In fact, while Diddy Combs' life is based on showmanship, even he is just an average football father at Iona Prep games. His son said that he can hear his father yelling advice at him from the stands, where Diddy blends in with the other Iona Prep fathers.

Combs' teammates have been able to get a taste of their famous teammate's luxurious lifestyle -- they were all in attendance at his aforementioned Sweet 16 party -- but for the most part, the famous father-son pairing act just like every other parent-child group associated with the program, right down to the part where Justin feels he is trying to live out some of his father's unfulfilled athletic dreams.

"[Diddy] wanted to go to the NFL, but he broke his leg his senior season [of high school football], so his dreams got shut down," Justin Combs told the Daily News.

"So I'm living them for him right now. He just says, ‘Cherish every moment and every play and go as hard as you can.'"

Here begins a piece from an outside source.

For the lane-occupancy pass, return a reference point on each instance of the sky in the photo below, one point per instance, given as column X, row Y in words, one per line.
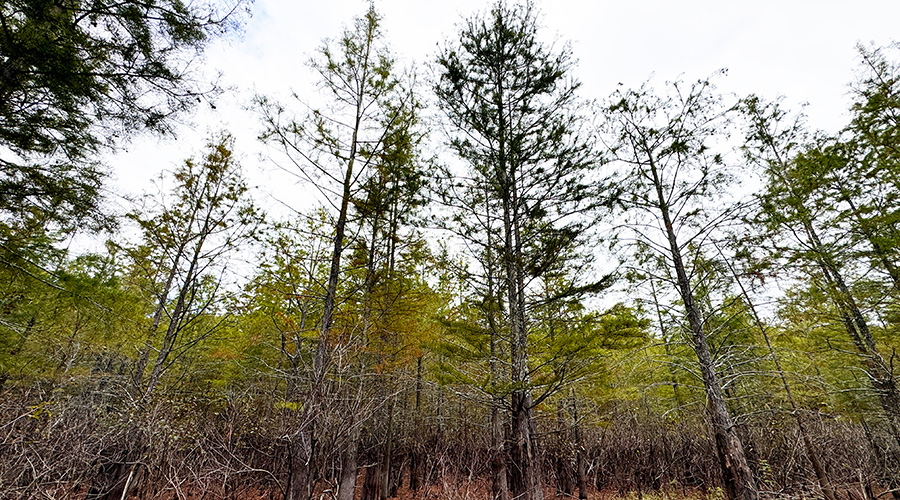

Quirolo won't commit to Combs being the starting quarterback for his senior season, but he isn't ruling it out, either. Regardless of whether Combs is taking snaps, running wide-receiver patterns or covering those wideouts himself, Quirolo has little doubt that he'll keep fitting in with the rest of the Iona program.

"He's just one of the guys," said Quirolo, who's in his seventh season. "You don't look at him like [Diddy's son] at all. I don't think he's wanted any special treatment. He's down to earth."